また、経の六度の文も皆名詞に訓[よ]んでいるのですが、それでは意味が通じません。金子先生も指摘しているように、「三昧」が死んでしまいます。六度の行は初めの布施だけが他に対するもので、後の五つは皆自分に対する問題です。それで、経に「布施して意を調える」といっているのは、他に施すことが目的ではなく、それによって自分の心を浄めることが本意です。それは「七仏通誡の偈」の「諸[もろもろ]の悪は作すことなかれ、衆[もろもろ]の善はこれを行え。それによって自らその意を浄めよ」と、悪をすれば悪に僻[ひが]み、善をすれば善を誇ることを誡めているのと同じように、施せば施したという恩着せがましい心が起きるそれ誡めたのでしょう。また「忍辱[にんにく]」を忍耐と解釈していますが、辱ははずかしめるという字ですから、人が見てはいないか、何か言いはしないか、人の心を気にしたり、人の顔色を窺ったりすることを誡めたのだと思います。

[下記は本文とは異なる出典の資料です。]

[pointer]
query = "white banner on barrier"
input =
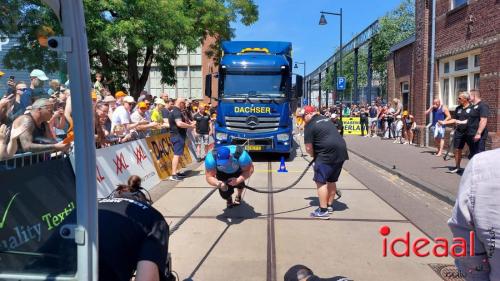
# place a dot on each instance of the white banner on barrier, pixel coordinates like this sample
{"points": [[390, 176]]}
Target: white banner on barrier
{"points": [[115, 164]]}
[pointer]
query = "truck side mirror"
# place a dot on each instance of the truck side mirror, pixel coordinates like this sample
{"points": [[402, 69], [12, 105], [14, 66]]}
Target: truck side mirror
{"points": [[208, 85], [299, 86]]}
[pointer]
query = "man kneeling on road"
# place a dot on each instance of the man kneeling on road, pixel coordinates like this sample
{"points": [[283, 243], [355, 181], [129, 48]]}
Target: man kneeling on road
{"points": [[323, 141], [227, 167]]}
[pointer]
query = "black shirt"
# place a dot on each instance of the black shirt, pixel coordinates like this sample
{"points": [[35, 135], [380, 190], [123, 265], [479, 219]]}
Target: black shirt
{"points": [[130, 231], [461, 114], [176, 114], [202, 123], [479, 110], [329, 147]]}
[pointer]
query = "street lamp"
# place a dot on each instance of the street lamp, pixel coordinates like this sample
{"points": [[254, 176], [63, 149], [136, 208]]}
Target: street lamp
{"points": [[303, 80], [322, 21]]}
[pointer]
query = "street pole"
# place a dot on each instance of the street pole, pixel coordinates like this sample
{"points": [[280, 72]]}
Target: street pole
{"points": [[304, 80]]}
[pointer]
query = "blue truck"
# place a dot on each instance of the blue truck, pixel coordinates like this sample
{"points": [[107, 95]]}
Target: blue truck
{"points": [[255, 96]]}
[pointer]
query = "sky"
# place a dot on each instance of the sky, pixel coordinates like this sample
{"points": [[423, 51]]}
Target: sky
{"points": [[296, 21]]}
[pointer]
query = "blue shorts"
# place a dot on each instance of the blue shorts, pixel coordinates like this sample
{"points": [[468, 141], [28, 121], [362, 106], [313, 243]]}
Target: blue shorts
{"points": [[327, 172], [178, 144]]}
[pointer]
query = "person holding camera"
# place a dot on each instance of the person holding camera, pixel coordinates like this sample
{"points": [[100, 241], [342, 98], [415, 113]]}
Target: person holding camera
{"points": [[227, 168], [133, 236]]}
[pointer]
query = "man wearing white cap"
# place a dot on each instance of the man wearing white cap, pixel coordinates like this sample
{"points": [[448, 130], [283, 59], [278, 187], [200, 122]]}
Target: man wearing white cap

【一切の恐懼[くく]】は、一切の衆生のことですが、何と私たちの日暮らしを的確にいい当てていることでしょう。恐懼とは恐れ戦[おのの]くことで、ちょうど雀が餌をついばむ時のように、びくびくしている姿のことです。「為作[いさ]大安」を大安を作さんと訓んでいますが、これは仏像が右手に施無畏印[せむいいん]を結んでいるあれで、親が側にいるだけで子は安らいでいるように、王がしっかりしておれば国民のために大安となることで、「大安とならん」と訓むのでしょう。
【わが道を行く】 諸仏を供養するよりも私は私の道を求めて行くという経の文。諸仏を供養することは大乗仏教を貫く重要なことであり、今日でいう社会奉仕もその一つですから、ここの文は問題になって、中には翻訳の間違いだろうという人もありました。今日は口を開けば人のため世のためとか、社会奉仕といっていますが、私は、ここの文は法蔵菩薩の根本精神であり、全ての人の生活態度でなければならぬと思います。
だいぶん前のことですが、女の人が「私は嫁に来て舅姑のお世話をし、子供の世話をし、ようやく手が離れたと思ったら、夫が中風になりました。これでは一生人の世話で終わってしまいますが、私の世話ができるのはいつでしょうか」と。
人の世話を止めて自分の世話をするのではなく、人の世話をするそのことがそのまま、私の人生修行であったと心の向きを変えることでしょう。法蔵菩薩は国王ですから、国がどうしたらりっぱになるだろうか、国民がどうしたらもっと賢くなるだろうかと、国のこと民のことだけに目が向いて、自分のことを忘れていたものが、世自在王仏に出遇って初めて、問題は国よりも民よりもまず自分だと気がついたことです。
私はこの法蔵菩薩の思想は『地蔵本願経』の、智慧の勝れている国王が一切智成如来となり、慈悲の勝れている国王が永遠に仏になることができぬ地蔵菩薩となったとある、この経を踏まえているのではないだろうかと思っています。
親鸞が「浄土の大菩提心は願作仏心(まことの人になりたいと願う心)をすすめしむ。願作仏の心はこれ度衆生心と名づけたり」といっている。国を思う心全体が、自分がりっぱな王にならねばならぬという心に昇華したことです。
【光明無量】 これからいよいよ国王としての具体的な願いですが、その第一が光明が量りないようにということです。これは、国や国民に対して目が向いている即時的な願いに対し、国王自らに対する願いとなったので、対自的願いといいます。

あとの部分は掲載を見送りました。